Two years after the EU referendum the sector is facing a skills shortage watershed

Two construction workers with back to camera

Source: Shutterstock / Mavich Stock Man

The London construction market is facing a ‘Brexodus’ of talent, according to a new report from consultant Turner & Townsend.

T&T’s second quarter market intelligence report said the industry was “caught in a double bind – weak demand as clients defer investment decisions, and a long-term skills shortage which is driving up labour costs and slicing into contractor margins.

“Two years on from the Brexit referendum, the skills shortage is at a turning point. An exodus of foreign-born workers and a demographic time bomb threaten to shift the skills crisis from serious to chronic.”

At the time of the EU referendum two years ago nearly half (49.6%) of the capital’s construction workforce had been born abroad, T&T said, a figure which has since plunged by seven percentage points – the fastest 18-month decline seen in 15 years.

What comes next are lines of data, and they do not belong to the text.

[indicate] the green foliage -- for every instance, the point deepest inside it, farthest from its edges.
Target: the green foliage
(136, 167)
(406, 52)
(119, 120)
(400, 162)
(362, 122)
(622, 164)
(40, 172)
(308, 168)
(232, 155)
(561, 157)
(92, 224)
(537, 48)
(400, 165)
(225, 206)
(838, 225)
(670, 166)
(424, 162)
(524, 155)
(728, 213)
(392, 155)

UK regions were relatively less exposed, T&T said, but still faced a separate skills challenge from an ageing workforce. While the North East of England only has a migrant workforce of 6%, 53% of workers were aged 45 or over.

Paul Connolly, T&T’s managing director of cost management said mounting a successful recruitment fightback had never been so important, “but to do this the sector needs full-throated support from employers beyond existing contributions through initiatives such as the apprenticeship levy”.

Connolly warned it would take time to tackle what he called a “demographic timebomb”.

He said that at a project level the industry needed to arm itself with strategies to mitigate wage inflation and drive maximum productivity from a diminishing labour pool.

“Only by increasing productivity, protecting margins and attracting new talent will the construction industry be able to deliver the game-changing infrastructure projects and housing the UK needs,” he added.